D’un point de vue biogéochimique, les effets vitaux différentiels en carbone et en oxygène traduisent donc au premier ordre des différences dans la limitation en carbone,

elle-128 même fonction de la taille des cellules qui peut être approchée par leur rapport volume sur surface (McClelland et al., 2016; McClelland et al., 2017).

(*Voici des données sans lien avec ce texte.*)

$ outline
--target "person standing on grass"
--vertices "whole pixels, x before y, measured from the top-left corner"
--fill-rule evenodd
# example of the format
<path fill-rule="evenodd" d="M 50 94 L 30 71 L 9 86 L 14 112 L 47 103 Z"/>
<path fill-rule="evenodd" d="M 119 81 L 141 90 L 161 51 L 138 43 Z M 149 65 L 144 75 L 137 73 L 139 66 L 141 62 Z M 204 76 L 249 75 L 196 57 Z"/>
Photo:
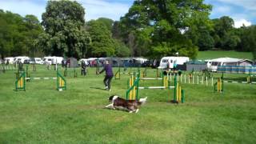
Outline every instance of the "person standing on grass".
<path fill-rule="evenodd" d="M 103 71 L 106 71 L 105 78 L 103 80 L 103 82 L 106 86 L 106 90 L 111 90 L 110 82 L 114 74 L 112 70 L 112 66 L 110 64 L 110 62 L 108 60 L 105 62 L 104 68 L 102 70 L 102 71 L 98 73 L 98 74 L 102 74 Z"/>

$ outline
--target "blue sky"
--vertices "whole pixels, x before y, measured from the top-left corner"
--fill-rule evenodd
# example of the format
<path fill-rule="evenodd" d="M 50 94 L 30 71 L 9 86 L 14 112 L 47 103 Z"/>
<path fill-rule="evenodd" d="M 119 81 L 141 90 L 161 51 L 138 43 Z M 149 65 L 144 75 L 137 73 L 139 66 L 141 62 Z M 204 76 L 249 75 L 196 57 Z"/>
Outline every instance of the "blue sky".
<path fill-rule="evenodd" d="M 134 0 L 78 0 L 86 9 L 86 21 L 100 17 L 119 20 L 128 12 Z M 22 16 L 34 14 L 41 20 L 47 0 L 0 0 L 0 9 L 18 13 Z M 256 24 L 256 0 L 205 0 L 213 6 L 210 18 L 226 15 L 238 27 Z"/>

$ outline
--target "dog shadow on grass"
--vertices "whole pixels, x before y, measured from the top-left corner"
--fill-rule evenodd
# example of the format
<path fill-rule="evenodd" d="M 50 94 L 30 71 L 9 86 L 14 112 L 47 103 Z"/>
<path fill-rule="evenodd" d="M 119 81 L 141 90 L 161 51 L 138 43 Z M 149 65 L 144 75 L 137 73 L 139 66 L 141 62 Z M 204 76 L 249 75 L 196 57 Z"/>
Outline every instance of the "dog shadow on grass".
<path fill-rule="evenodd" d="M 97 90 L 106 90 L 106 89 L 101 88 L 101 87 L 90 87 L 90 89 L 97 89 Z"/>

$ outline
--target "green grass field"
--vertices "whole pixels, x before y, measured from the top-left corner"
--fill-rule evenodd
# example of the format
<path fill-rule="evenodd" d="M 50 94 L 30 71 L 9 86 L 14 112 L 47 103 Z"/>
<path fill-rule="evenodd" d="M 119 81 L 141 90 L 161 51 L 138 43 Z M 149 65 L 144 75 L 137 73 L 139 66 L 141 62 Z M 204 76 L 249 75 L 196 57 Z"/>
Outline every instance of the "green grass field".
<path fill-rule="evenodd" d="M 155 71 L 148 70 L 148 77 Z M 31 76 L 55 74 L 38 66 Z M 125 98 L 128 76 L 114 79 L 109 92 L 102 90 L 103 75 L 90 69 L 86 77 L 69 74 L 66 90 L 57 91 L 55 80 L 34 80 L 16 92 L 14 71 L 1 73 L 0 143 L 256 142 L 256 85 L 225 83 L 225 92 L 215 94 L 210 86 L 182 84 L 186 102 L 178 105 L 166 102 L 173 90 L 141 90 L 148 102 L 129 114 L 104 109 L 109 95 Z"/>
<path fill-rule="evenodd" d="M 251 52 L 237 52 L 237 51 L 224 51 L 224 50 L 209 50 L 199 51 L 197 59 L 213 59 L 218 58 L 230 57 L 236 58 L 252 59 Z"/>

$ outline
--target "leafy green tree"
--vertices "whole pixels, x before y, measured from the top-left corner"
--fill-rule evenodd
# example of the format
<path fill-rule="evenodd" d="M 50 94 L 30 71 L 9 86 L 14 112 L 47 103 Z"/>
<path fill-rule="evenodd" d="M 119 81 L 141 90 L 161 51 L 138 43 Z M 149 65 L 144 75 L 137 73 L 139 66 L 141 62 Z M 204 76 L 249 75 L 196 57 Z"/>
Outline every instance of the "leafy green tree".
<path fill-rule="evenodd" d="M 112 26 L 114 24 L 114 21 L 110 18 L 99 18 L 97 19 L 98 22 L 102 22 L 103 25 L 105 25 L 109 30 L 111 31 L 112 30 Z"/>
<path fill-rule="evenodd" d="M 256 60 L 256 26 L 240 28 L 241 42 L 238 49 L 242 51 L 251 51 Z"/>
<path fill-rule="evenodd" d="M 34 39 L 42 32 L 38 18 L 25 18 L 11 12 L 0 10 L 0 54 L 5 56 L 38 54 Z"/>
<path fill-rule="evenodd" d="M 49 1 L 42 22 L 50 36 L 47 45 L 42 46 L 44 51 L 58 56 L 84 56 L 90 40 L 84 28 L 84 8 L 75 1 Z M 44 34 L 41 38 L 45 37 Z"/>
<path fill-rule="evenodd" d="M 100 21 L 91 20 L 87 23 L 88 32 L 91 37 L 90 55 L 107 57 L 114 55 L 114 47 L 110 30 Z"/>
<path fill-rule="evenodd" d="M 214 19 L 215 47 L 230 50 L 235 50 L 241 39 L 234 27 L 234 20 L 227 16 L 223 16 L 219 19 Z"/>
<path fill-rule="evenodd" d="M 134 56 L 162 57 L 179 52 L 194 58 L 198 47 L 181 31 L 190 30 L 200 22 L 208 22 L 210 10 L 211 6 L 202 0 L 135 1 L 129 12 L 121 18 L 119 26 L 123 41 Z M 145 39 L 146 42 L 143 43 Z"/>

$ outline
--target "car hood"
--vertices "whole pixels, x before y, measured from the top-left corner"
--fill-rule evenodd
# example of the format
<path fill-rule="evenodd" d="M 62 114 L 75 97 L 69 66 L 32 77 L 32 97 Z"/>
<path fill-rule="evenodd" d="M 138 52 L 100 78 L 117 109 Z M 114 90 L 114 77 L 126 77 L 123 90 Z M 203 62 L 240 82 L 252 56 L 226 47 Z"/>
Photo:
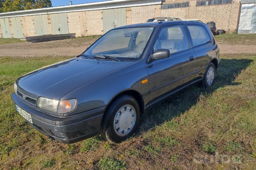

Les petites cellules au fort taux de croissance (µ) de type E. huxleyi laissent peu de temps au CO2 (présentant un excès de 18O par rapport aux autres espèces de DIC) incorporé par diffusion passive de s’équilibrer isotopiquement avec le H2O intracellulaire, le δ18O des coccolithes de ces cellules est donc caractérisées par une signature isotopique relativement plus lourde. Lorsque la concentration de CO2 aqueux du milieu augmente, les cellules sont moins limitées en carbone. Le temps de résidence des espèces du DIC dans le réservoir intracellulaire augmente donc, ce qui laisse plus de temps au CO2 incorporé de se rééquilibrer avec le H2O. Ainsi, l’amplitude de l’effet vital en oxygène diminue et la composition isotopique de l’oxygène des coccolithes se rapproche de la composition d’une calcite inorganique minéralisée à l’équilibre (Hermoso et al., 2016a; Hermoso et al., 2016b).

Les biais associés au choix de la valeur d’effet vital sur les SSTs reconstituées seront discutés plus amplement dans le chapitre : V.1. Biais possibles sur les reconstitutions de températures et de pCO2 à partir de la géochimie des coccolithes.